Last year hoteliers enjoyed continued growth in key performance metrics. This year, research firms expect that party to continue. However, in some areas, the party won’t be as loud.
Here’s a roundup of some of the recent forecasts released by data crunchers:
STR, Tourism Economics Say More Growth
STR and Tourism Economics released their latest forecast in conjunction with the recent Americas Lodging Investment Summit. The companies project that the U.S. hotel industry will post some record-breaking performance levels this year.
Occupancy is expected to increase 0.3 percent to 66.1 percent in 2018, according to the forecast. Average daily rate is forecast to rise 2.4 percent to $129.77, while revenue per available room should see a 2.7-percent gain to $85.82. The researchers do note that RevPAR grew at least 3 percent each year from 2010 to 2017, however.
Related Story: Moody’s: RevPAR trends point to industry peak
When breaking down segments, the researchers project that the luxury and independent chain-scale segments are likely to report the largest increases in occupancy at 0.4 percent. Independent hotels are forecast to see the most substantial growth in ADR (+2.5 percent) and RevPAR (+2.9 percent). The lowest rate of RevPAR growth is projected in the upscale segment (+1.8 percent).
PwC Points to Stable Economy
After eight straight years of RevPAR growth, PwC’s forecast for 2018 anticipates that a stable economy and tax stimulus will help to support the highest occupancy level in the hospitality industry since 1981. The company forecasts occupancy to grow to 66.1 percent for U.S. hotels in 2018.
Growth in demand continues to be the “tale of two travelers,” according to the research. The leisure transient segment will continue to drive roomnight demand. However, these travelers tend to be price sensitive and are more likely to shop around on price. While inbound international travel, which is an important source of leisure business, declined in the first and second quarters of 2017, researchers note that the weakening U.S. dollar could help to offset that decline moving forward. Finally, corporate transient travelers will continue to show slow demand growth, which has helped contribute to the slow ADR growth the industry has seen despite occupancy reaching new records.

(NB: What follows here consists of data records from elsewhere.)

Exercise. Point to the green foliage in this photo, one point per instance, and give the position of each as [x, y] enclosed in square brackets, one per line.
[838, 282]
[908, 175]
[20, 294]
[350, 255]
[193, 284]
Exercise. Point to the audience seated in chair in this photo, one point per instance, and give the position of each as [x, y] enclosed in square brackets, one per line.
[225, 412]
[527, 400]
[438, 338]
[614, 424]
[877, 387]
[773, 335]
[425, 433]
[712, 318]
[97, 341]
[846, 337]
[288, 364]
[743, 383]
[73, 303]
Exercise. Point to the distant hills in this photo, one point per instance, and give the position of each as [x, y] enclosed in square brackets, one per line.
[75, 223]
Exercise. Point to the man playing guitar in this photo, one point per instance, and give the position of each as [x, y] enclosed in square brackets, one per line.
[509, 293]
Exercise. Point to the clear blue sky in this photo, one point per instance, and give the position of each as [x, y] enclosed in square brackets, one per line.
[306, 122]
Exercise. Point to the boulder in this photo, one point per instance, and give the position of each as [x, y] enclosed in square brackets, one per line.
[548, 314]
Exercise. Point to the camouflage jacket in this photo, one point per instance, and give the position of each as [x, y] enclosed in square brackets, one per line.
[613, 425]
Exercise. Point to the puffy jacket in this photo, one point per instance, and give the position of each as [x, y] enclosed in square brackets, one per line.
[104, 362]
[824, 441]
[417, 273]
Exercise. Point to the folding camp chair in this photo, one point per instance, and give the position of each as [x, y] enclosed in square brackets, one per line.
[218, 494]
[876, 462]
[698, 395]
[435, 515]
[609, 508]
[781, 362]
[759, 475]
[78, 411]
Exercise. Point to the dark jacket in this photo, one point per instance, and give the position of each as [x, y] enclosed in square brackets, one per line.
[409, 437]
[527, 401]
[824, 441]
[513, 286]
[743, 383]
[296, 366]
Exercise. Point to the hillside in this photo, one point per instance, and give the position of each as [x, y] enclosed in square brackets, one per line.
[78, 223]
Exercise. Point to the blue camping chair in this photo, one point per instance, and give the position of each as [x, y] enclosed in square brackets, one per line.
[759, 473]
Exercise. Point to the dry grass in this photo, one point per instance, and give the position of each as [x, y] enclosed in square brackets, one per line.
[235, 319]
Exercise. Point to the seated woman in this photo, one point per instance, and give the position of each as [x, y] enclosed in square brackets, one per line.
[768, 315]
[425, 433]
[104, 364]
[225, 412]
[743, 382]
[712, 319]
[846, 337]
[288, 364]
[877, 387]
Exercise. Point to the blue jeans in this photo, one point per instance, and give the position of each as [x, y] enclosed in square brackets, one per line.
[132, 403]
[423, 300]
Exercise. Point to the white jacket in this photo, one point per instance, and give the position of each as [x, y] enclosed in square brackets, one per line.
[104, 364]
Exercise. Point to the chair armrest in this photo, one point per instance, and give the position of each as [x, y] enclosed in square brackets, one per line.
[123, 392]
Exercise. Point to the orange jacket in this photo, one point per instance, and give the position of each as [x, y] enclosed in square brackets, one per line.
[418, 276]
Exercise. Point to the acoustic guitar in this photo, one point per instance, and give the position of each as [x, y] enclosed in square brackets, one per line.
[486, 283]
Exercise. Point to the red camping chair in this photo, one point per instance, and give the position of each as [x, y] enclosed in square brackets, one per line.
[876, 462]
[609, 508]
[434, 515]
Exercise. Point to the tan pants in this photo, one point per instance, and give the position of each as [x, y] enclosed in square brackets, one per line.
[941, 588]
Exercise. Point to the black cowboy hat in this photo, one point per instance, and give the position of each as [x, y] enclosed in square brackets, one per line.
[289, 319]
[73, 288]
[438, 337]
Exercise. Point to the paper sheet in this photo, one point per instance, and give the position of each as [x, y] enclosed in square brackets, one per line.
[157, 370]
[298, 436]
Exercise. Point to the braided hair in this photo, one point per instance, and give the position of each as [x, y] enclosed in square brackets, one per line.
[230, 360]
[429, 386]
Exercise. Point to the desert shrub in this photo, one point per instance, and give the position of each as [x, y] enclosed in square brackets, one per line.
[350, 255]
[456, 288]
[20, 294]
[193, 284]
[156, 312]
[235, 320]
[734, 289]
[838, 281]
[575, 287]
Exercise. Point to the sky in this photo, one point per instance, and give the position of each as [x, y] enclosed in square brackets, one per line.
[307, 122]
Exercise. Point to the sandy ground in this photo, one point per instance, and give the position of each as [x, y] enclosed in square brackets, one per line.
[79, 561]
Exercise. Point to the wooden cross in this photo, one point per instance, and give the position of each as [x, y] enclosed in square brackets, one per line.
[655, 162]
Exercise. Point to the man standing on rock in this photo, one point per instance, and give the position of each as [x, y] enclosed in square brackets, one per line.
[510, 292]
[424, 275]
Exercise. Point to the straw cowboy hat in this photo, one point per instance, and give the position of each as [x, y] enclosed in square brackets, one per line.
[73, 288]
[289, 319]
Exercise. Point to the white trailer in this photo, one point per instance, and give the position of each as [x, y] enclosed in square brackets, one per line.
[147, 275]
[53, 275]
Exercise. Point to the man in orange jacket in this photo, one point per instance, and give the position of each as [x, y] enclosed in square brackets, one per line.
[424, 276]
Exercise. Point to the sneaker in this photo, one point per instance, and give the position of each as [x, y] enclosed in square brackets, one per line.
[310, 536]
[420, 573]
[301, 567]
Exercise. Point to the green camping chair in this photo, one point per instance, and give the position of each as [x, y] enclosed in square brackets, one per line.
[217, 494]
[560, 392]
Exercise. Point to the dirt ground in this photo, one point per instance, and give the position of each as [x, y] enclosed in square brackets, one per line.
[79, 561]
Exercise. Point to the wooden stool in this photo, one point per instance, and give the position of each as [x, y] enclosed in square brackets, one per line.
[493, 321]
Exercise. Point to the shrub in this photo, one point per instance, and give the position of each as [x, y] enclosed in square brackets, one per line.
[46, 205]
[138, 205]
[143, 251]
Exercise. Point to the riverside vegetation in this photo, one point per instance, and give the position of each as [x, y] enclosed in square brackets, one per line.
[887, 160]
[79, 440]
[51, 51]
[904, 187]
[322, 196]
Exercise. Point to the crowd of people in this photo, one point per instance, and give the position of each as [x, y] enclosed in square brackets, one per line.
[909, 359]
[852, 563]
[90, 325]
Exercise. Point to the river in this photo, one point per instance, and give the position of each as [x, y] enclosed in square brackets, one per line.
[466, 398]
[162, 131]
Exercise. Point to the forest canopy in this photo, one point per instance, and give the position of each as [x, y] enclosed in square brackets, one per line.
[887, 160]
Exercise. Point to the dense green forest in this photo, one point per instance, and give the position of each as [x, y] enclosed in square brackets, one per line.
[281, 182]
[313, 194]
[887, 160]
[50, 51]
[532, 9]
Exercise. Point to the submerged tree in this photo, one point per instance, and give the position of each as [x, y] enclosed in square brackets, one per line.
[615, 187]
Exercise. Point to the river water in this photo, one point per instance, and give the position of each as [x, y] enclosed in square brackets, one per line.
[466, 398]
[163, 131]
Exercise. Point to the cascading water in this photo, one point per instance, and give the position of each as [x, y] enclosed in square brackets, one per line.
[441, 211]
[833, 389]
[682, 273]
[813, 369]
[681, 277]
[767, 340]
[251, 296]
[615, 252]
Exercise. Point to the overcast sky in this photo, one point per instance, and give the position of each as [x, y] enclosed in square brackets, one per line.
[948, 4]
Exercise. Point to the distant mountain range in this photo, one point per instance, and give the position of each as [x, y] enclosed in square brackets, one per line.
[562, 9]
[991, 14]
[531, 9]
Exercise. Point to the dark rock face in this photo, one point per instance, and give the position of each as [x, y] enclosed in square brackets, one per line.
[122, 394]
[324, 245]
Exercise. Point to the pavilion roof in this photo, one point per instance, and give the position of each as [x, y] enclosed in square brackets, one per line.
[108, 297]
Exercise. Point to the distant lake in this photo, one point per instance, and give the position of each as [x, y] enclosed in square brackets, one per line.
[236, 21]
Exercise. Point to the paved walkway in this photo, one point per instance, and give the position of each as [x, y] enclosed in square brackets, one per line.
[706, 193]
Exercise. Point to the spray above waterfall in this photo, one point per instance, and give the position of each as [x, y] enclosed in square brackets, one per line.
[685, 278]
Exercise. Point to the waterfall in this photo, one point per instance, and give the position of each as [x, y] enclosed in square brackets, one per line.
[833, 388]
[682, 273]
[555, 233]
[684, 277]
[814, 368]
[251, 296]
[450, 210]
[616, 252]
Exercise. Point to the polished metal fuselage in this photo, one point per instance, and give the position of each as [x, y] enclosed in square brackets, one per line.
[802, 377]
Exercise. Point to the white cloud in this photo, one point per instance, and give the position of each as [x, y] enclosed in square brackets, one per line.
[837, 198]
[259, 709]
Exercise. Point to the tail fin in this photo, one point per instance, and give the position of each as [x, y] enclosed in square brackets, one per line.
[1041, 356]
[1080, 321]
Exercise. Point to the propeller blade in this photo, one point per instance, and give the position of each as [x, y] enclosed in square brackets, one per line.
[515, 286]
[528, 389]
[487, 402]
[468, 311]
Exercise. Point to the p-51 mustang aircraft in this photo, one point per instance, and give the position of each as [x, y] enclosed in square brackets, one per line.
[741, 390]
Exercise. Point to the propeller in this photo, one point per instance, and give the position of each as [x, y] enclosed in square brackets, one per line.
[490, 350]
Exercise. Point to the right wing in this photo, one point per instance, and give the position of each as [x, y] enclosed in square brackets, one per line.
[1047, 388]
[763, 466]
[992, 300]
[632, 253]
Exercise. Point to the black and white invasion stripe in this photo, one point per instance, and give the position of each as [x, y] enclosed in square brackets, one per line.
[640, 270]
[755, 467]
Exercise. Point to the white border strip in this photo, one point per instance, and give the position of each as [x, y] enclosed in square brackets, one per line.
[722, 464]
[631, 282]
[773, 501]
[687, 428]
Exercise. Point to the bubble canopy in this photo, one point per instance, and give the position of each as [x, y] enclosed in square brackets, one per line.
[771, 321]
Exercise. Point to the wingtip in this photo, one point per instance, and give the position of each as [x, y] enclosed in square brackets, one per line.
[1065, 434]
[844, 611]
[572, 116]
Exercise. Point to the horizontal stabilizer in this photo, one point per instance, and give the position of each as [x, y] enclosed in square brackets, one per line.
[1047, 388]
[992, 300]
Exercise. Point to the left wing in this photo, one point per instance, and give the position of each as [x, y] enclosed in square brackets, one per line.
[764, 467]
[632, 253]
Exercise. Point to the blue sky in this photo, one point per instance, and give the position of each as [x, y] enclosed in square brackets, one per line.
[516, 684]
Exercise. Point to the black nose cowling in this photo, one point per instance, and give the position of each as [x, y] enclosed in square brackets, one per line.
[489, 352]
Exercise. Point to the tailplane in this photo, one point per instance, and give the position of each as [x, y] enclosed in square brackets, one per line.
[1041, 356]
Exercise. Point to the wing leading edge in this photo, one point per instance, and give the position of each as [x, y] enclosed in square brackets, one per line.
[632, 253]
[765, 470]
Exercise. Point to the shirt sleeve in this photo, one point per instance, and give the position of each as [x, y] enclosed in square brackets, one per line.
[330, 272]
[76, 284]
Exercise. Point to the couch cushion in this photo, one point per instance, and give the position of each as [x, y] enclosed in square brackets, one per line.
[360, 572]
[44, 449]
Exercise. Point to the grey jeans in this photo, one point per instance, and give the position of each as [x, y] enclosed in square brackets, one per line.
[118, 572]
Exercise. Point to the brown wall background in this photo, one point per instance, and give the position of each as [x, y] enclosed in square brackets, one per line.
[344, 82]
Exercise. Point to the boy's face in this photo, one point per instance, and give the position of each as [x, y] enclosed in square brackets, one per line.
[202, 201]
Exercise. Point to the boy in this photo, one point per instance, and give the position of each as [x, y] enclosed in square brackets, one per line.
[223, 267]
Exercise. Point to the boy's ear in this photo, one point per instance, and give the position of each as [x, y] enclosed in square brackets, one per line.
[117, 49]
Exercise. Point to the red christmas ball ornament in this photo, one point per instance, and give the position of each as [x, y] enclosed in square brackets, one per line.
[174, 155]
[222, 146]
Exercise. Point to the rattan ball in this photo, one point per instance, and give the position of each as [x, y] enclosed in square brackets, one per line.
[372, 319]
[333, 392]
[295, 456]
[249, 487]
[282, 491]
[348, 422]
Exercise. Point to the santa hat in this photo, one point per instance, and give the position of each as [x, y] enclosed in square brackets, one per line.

Looking ahead to this year, PwC says that underlying macroeconomic and industry fundamentals are expected to stay strong. Supply growth is anticipated to reach the long-term average and increase to 2 percent. Demand growth, meanwhile, is projected to continue to support the record occupancy levels.
“Strength in consumer spending and the potential for an uptick in corporate transient demand are anticipated to drive a slight uptick in ADR growth compared to last year, ultimately resulting in the ninth straight year of RevPAR growth, approaching the record for the longest consecutive quarterly growth cycle in over 30 years,” the report reads.
JLL Sees Investor Confidence
Hotel investors are more confident about the hotel industry now than they were in late 2016, according to JLL’s North America Hotel Investor Sentiment Survey. The research collected more than 5,000 data points from hotel investors to measure expectations for 2018.
Arthur Adler, Americas chairman at JLL’s Hotels & Hospitality Group, attributed the confidence to strong RevPAR trends, a robust macro economy, a rising stock market and corporate confidence due to tax reform and other initiatives from the government.
“In addition, hotels provide favorable strong risk-adjusted returns and a hedge against inflation,” Adler said in a news release.
Investors expressed a more confident outlook for three-quarters of the North American markets in the survey. The markets that received the most positive performance expectations include: Los Angeles; Washington, D.C.; San Francisco; Boston; Vancouver, Wash.; and Hawaii.